Today’s reliance on technology is set to increase markedly in the coming years with the adoption of 5G connectivity and a growing dependence on digital technology. And it has raised the risk of cyber-attacks. Indeed, a 2019 Global Risk Management Survey ranked ‘Cyber attacks/data breaches’ as the sixth top risk or challenge that organisations are facing.
In the insurance sector, insurtech companies have a key role to play in guiding the insurance industry to find a way to price and mitigate against cyber-risk, even though some of the risks may be only partially insurable. Cyber-attacks are constantly evolving and it is often difficult to quantify the monetary value of a digital asset. The cost of cybercrime has been estimated as being in the order of $400 billion to $500 billion a year and rising.
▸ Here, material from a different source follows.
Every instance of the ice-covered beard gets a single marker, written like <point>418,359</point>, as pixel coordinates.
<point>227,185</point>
Nonetheless, despite these challenges the cyber insurance market is growing. In September, Starling Bank, the UK’s mobile-based bank, added SME insurtech Digital Risks and cybersecurity platform CyberSmart to its business marketplace. Digital Risks work with SMEs to provide commercial legal protection and cybersecurity. Anne Boden, Founder and CEO of Starling Bank, said: “Small businesses are subject to up to 10,000 cyber-attacks per day, so it is vital that they are properly insured and have robust digital protection.” Earlier this year, San Francisco-based insurtech Arceo.ai secured $37 million funding. The company was created to solve cyber risk by blending cybersecurity, threat intelligence, and insurance into one platform.